SosA inhibits cell division in Staphylococcus aureus in response to DNA damage

Summary Inhibition of cell division is critical for viability under DNA‐damaging conditions. DNA damage induces the SOS response that in bacteria inhibits cell division while repairs are being made. In coccoids, such as the human pathogen, Staphylococcus aureus, this process remains poorly studied. Here, we identify SosA as the staphylococcal SOS‐induced cell division inhibitor. Overproduction of SosA inhibits cell division, while sosA inactivation sensitizes cells to genotoxic stress. SosA is a small, predicted membrane protein with an extracellular C‐terminal domain in which point mutation of residues that are conserved in staphylococci and major truncations abolished the inhibitory activity. In contrast, a minor truncation led to SosA accumulation and a strong cell division inhibitory activity, phenotypically similar to expression of wild‐type SosA in a CtpA membrane protease mutant. This suggests that the extracellular C‐terminus of SosA is required both for cell division inhibition and for turnover of the protein. Microscopy analysis revealed that SosA halts cell division and synchronizes the cell population at a point where division proteins such as FtsZ and EzrA are localized at midcell, and the septum formation is initiated but unable to progress to closure. Thus, our findings show that SosA is central in cell division regulation in staphylococci.

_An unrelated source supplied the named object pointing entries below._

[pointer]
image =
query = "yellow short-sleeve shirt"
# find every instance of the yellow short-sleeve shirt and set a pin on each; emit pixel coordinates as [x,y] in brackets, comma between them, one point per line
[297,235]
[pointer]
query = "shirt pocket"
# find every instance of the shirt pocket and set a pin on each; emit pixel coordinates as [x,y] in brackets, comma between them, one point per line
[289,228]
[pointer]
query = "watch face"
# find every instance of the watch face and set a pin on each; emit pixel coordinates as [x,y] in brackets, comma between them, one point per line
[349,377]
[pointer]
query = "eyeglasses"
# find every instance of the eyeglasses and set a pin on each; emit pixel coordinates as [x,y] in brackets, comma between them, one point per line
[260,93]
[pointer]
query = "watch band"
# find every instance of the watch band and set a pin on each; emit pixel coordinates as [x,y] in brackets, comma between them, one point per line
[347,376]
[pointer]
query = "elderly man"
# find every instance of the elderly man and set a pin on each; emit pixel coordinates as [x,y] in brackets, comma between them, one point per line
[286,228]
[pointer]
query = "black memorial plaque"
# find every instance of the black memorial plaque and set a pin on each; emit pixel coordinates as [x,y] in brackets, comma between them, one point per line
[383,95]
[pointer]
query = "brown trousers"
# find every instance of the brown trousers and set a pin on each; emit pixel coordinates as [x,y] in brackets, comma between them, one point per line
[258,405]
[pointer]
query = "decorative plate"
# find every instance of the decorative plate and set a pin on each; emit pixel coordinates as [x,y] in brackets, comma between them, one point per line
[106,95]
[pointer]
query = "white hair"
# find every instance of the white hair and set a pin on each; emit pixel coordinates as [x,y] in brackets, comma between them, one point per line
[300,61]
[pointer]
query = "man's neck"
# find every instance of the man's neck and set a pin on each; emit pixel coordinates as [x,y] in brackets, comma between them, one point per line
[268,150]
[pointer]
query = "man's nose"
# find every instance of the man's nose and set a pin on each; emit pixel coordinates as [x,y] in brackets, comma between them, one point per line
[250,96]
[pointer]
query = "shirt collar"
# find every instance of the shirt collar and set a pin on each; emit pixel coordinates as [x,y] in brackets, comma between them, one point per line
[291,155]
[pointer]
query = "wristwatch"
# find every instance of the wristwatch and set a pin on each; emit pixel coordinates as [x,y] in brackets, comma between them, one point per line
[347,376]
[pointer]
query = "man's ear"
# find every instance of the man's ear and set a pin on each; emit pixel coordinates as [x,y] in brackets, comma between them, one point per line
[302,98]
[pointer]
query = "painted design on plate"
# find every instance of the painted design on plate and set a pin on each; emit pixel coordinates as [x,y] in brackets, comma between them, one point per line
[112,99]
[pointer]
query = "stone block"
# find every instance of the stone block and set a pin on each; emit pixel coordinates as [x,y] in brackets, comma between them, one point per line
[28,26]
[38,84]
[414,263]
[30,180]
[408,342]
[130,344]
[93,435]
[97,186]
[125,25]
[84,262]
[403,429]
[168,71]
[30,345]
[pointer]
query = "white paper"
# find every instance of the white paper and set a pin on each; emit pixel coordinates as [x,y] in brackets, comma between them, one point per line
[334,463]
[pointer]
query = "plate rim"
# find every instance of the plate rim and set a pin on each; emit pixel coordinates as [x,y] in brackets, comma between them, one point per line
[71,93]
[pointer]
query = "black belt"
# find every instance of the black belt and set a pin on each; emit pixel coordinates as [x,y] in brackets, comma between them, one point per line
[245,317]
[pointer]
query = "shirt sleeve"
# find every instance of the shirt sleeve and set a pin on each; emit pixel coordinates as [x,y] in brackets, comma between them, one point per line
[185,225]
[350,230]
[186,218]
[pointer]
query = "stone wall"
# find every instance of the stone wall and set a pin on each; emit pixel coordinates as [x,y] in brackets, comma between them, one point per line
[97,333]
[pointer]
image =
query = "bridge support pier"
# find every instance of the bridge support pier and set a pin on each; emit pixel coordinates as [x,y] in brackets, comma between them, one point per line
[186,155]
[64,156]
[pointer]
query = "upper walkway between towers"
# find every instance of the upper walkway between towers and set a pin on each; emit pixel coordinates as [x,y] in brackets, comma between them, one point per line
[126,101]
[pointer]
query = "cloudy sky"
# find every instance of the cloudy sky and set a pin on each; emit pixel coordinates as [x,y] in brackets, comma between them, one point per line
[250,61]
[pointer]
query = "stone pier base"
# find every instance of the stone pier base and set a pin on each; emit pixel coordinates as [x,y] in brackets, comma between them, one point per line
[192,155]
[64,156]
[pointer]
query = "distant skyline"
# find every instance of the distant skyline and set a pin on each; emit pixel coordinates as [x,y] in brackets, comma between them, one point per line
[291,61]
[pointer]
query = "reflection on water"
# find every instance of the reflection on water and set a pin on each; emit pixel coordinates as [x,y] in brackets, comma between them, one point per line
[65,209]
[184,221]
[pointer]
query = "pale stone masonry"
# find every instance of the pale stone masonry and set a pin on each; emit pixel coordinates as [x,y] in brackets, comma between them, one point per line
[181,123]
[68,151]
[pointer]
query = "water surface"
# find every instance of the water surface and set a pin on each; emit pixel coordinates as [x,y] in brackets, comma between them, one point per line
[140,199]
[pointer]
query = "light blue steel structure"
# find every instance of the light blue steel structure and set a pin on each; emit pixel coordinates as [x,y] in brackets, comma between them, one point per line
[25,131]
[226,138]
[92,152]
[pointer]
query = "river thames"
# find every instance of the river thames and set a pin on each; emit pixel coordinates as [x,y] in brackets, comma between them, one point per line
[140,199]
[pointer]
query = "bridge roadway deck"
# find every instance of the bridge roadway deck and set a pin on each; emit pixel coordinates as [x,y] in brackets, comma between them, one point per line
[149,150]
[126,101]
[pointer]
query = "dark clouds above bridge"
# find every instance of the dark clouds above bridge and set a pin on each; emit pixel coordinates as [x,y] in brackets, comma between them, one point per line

Staphylococcus aureus is a human pathogen and a model organism for cell division in spherical bacteria. We show that SosA is the DNA‐damage‐inducible cell‐division inhibitor in S. aureus responsible for cessation of the cell cycle prior to division plate completion. The extracellular domain of SosA appears essential for activity but is also a likely target for regulation by the CtpA protease. This represents the first description of a cell division inhibition process in coccoid bacteria.